Mr. Davis recalled that it was just ten years ago today, amid a drizzling downpour that failed to dampen the enthusiasm of Nazi orators, and with torches and a huge bonfire lighting up the Opera Square, that 40,000 Germans assembled to watch fanatical students burn and destroy stacks of “un-German” books that millions have read and enjoyed the world over. As the crowd cheered, a student barker shouted off the names of the “un-German” authors from a Nazi index expurgatorius: “Sigmund Freud–for falsifying our history and degrading its great figures;” Emil Ludwig–for literary rascality and high treason against Germany;” “Erich Maria Remarque–for degrading the German language and the highest patriotic ideal.”

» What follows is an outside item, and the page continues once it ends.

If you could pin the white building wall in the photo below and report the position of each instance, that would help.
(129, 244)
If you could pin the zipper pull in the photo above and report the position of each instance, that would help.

“All told, the Nazi bonfires that day consumed 25,000 books, including the Bible and the works of Heinrich Heine, Thomas Mann, Albert Einstein, Arthur Schnitzler, Karl Marx, Lion Feuchtwanger, Franz Werfel, Ernst Toller, and Stefan and Arnold Zweig,” Mr. Davis said. “Also burned were books by such American authors as Ernest Hemingway, Theodore Dreiser, John Dos Passos, Jack London and Helen Keller. Since the occupation of most of Europe, tens of thousands of other books and pamphlets have been banned, burned and destroyed.”